For instance, there's the uncanny and refreshing ability of psychotherapists not to judge; there's the safe haven of their offices where anything can be revealed; there is the feeling of love --- not of possession, nor sexuality --- but love in the best Christian sense ("Agape") that I felt from some of these who were trained to listen to me. For those of us who grew up in households where the biggest option was a violent taking of hostages, that was powerful stuff indeed.

    The intensity of the feelings, this great amplification [she writes], is the consequence of the unusual communicative structure of the analytic relationship: that the analysand tells the secrets of his soul to a person who does not reciprocate, does not respond in kind...

    In a "normal" relationship --- one that conforms to standard expectations of human relatedness --- when one person makes himself vulnerable to another person, that person reciprocates by being equally vulnerable, telling the story of her personal afflictions and struggles. In a "normal" relationship, one person's expression of love or hatred is met by a symmetrically powerful feeling, not a cool voice inquiring in what way the analyst is lovable or despicable...

    The emotional strength of the analysand's experience probably stems from a very general feature of human relationships, the fact that emotions intensify the way we communicate. Emotions help us to reach one another, but...psychoanalytic relationships have a distorted reciprocity in which one person is powerful, distant, and withholding and the other is vulnerable, yearning and revealed. They are relationships in which the patient feels forced to scream. That is useful to the psychoanalysis, because when a patient screams --- or rather, amplifies her emotions because she feels that she has not been heard --- the analyst can see the emotions all the more clearly.

§     §     §

In Buddhism, one is advised to follow not only the teachings of the master, but to consort with the sangha --- other like-minded persons on the same path. Over the years I have formed special relationships with those, like me, who have been through psychotherapy.
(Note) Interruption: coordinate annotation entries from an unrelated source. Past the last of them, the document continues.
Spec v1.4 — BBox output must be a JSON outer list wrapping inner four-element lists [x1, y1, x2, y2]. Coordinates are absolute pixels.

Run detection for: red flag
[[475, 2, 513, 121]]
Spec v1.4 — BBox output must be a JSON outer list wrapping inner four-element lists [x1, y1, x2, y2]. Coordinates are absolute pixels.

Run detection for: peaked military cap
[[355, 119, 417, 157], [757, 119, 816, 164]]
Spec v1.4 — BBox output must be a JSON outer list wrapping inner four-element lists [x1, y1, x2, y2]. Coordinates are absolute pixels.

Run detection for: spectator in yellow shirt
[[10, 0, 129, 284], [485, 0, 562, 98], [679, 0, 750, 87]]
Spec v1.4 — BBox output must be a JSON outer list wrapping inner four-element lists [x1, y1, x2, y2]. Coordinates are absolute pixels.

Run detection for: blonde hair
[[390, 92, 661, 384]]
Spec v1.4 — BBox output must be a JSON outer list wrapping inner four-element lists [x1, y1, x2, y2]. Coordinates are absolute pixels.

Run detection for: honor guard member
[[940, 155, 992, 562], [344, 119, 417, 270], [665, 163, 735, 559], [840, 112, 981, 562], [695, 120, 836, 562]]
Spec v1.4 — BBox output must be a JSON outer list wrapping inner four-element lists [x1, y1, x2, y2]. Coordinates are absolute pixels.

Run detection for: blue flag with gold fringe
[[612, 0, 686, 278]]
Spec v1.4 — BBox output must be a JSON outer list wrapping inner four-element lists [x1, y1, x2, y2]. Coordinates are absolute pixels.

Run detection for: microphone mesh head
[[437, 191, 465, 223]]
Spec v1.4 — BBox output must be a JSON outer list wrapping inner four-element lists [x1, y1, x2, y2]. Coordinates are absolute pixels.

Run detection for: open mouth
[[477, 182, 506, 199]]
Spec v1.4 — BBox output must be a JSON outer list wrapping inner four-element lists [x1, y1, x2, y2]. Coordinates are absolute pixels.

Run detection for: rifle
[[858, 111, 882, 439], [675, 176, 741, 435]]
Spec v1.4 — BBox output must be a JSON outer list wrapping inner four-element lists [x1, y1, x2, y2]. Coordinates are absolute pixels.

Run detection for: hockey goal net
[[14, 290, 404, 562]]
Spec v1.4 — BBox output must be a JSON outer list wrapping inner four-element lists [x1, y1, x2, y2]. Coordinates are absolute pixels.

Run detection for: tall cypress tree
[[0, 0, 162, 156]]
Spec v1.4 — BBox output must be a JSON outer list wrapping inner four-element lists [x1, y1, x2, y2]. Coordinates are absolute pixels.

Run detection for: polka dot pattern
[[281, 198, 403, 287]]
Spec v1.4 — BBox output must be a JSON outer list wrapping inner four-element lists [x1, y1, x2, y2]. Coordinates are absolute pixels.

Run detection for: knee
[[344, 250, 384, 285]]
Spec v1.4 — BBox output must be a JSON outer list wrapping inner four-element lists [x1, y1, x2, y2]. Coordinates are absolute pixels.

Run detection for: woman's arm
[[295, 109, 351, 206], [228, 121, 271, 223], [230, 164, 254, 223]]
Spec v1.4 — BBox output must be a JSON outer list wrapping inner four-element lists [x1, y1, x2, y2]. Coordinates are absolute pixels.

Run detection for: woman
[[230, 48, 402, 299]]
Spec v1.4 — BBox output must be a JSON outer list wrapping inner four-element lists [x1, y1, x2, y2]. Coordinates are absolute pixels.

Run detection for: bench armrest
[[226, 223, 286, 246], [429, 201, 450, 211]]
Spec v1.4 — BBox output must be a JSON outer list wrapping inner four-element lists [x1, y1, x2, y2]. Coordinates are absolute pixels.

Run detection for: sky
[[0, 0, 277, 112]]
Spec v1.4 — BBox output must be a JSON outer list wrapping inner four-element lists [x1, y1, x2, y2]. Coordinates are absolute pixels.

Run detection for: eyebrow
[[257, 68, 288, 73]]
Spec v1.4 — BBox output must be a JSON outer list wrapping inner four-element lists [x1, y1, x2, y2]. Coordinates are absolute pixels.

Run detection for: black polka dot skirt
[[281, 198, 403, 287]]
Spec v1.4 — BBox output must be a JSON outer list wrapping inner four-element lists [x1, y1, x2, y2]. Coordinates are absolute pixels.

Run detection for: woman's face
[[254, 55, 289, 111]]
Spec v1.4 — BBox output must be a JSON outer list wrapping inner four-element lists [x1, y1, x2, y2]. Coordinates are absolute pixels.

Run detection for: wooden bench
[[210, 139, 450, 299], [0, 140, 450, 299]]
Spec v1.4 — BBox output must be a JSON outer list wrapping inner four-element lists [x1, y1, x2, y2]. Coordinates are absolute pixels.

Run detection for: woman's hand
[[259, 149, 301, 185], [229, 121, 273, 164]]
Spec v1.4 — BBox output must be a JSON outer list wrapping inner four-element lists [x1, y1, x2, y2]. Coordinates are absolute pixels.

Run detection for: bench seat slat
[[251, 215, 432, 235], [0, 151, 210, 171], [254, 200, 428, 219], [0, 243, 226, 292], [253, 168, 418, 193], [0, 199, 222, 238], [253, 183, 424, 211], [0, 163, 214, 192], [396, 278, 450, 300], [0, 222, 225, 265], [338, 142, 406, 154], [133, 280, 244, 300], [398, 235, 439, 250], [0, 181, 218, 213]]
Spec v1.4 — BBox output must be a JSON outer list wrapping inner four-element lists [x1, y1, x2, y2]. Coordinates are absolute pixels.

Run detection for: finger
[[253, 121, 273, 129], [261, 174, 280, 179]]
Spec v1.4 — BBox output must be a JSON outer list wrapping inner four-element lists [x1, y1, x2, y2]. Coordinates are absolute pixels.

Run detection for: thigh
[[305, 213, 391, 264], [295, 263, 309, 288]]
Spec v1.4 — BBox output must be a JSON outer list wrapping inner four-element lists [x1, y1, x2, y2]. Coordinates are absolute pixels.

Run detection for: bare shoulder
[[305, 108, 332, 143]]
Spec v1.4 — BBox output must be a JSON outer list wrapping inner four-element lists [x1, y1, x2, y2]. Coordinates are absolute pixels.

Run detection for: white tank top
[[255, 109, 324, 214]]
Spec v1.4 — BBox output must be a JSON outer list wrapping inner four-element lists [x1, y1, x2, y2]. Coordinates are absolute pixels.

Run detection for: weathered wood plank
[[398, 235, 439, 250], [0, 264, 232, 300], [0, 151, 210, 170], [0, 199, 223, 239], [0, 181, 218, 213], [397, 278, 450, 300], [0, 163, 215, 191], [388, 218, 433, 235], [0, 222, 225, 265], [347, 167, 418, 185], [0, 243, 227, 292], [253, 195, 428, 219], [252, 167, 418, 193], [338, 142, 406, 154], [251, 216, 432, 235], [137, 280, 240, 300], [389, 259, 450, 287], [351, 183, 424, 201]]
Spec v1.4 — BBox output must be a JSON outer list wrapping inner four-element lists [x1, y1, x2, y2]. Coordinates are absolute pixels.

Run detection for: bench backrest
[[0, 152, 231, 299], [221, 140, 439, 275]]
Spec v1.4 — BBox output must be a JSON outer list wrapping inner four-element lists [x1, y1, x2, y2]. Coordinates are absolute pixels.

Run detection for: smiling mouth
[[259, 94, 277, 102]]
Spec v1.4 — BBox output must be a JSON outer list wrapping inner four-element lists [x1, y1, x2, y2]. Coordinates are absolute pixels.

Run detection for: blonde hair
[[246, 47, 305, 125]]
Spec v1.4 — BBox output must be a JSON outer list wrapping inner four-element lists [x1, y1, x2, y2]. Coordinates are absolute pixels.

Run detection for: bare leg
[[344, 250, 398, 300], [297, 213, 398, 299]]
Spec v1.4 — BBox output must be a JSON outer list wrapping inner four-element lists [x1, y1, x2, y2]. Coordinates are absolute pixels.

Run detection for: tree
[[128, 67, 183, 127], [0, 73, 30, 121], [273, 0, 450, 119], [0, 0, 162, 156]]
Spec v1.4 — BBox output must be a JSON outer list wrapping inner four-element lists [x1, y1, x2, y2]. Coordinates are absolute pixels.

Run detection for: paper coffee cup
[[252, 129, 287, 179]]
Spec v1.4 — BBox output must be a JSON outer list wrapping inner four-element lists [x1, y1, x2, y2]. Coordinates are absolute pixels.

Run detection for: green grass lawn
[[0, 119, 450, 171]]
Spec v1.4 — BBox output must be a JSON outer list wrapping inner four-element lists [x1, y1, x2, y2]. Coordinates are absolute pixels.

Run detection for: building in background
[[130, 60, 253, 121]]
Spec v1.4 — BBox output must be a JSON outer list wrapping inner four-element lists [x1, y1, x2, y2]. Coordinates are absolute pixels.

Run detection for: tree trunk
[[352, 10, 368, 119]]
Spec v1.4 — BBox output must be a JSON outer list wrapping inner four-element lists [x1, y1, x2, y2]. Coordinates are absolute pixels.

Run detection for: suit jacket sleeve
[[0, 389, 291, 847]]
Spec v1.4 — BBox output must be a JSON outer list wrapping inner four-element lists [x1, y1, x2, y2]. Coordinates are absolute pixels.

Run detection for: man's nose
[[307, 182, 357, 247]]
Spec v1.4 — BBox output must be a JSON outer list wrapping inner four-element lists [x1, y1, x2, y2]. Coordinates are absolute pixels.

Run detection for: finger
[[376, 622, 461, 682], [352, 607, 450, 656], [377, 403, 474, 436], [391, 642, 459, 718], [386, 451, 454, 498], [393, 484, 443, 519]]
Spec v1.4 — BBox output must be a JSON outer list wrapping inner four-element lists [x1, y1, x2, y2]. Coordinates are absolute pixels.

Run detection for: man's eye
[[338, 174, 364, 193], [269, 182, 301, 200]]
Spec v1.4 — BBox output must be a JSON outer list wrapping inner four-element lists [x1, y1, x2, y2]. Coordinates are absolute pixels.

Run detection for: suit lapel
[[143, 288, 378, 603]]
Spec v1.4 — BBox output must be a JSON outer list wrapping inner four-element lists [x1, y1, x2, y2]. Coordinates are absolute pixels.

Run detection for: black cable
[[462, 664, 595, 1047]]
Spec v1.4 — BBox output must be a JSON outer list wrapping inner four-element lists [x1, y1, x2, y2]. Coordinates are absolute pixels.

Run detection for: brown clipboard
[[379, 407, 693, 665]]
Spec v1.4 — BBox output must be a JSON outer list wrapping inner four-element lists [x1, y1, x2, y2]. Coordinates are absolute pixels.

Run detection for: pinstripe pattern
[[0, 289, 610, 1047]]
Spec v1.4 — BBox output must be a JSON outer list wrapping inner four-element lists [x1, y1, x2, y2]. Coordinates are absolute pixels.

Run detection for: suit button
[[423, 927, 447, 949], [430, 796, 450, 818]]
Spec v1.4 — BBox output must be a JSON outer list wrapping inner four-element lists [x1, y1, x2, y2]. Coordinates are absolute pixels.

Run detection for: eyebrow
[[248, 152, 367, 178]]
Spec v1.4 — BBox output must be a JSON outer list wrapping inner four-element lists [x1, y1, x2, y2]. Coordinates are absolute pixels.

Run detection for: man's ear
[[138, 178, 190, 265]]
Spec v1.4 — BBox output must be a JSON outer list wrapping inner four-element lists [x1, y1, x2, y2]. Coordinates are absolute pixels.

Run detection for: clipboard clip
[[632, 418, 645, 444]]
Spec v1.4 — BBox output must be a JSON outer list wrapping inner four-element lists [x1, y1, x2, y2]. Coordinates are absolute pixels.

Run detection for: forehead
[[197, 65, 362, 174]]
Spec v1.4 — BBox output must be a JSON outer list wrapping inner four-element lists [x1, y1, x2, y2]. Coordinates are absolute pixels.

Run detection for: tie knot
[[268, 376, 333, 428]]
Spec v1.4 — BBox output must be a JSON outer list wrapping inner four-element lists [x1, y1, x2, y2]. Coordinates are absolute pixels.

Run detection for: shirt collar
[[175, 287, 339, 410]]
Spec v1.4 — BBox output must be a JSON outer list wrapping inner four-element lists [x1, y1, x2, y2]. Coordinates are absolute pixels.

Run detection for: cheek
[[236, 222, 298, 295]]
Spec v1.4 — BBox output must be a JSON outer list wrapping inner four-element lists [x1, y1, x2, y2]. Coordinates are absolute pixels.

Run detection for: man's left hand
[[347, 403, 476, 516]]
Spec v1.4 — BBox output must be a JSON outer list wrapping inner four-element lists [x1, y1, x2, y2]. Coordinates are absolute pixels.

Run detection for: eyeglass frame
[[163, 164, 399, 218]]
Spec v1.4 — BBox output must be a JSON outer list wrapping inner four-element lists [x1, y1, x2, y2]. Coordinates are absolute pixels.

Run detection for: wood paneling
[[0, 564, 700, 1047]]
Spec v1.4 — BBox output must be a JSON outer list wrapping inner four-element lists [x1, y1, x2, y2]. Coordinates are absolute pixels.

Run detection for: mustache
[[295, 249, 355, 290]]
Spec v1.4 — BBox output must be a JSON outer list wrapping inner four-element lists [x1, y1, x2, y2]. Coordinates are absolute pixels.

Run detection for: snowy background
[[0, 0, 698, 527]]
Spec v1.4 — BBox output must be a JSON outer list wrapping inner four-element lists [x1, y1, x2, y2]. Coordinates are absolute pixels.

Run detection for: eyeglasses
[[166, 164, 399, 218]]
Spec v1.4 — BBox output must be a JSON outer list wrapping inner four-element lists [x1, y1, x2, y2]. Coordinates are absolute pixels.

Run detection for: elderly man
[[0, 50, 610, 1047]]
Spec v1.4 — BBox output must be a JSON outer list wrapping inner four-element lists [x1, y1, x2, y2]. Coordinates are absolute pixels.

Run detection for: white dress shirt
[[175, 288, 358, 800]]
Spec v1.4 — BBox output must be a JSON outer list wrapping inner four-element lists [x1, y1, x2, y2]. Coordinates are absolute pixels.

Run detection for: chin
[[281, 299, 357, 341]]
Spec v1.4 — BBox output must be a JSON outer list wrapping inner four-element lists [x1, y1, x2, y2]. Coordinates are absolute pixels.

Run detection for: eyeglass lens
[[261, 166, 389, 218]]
And when I meet someone new who admits such --- it seems that we often speak the same language, a peculiar language where, as Luhrmann points out, one speaks about feelings intensely, and often, in a way that seems profoundly different than the everyday talk of our peers.

It's not a matter of gossip, nor one-upsmanship ("My analyst said that I was 'bipolar,' and prescribed Paxil...") Rather, it is a unifying communication with one who has joined in a similar long, sometimes rigorous, pursuit --- the pursuit to find the truth through the ritual of therapy, the therapy that may well ameliorate the sadness of our lives. It is a discipline and a confraternity which has its own rules, its own delights, its own frustrations --- and, ultimately, its own profound rewards.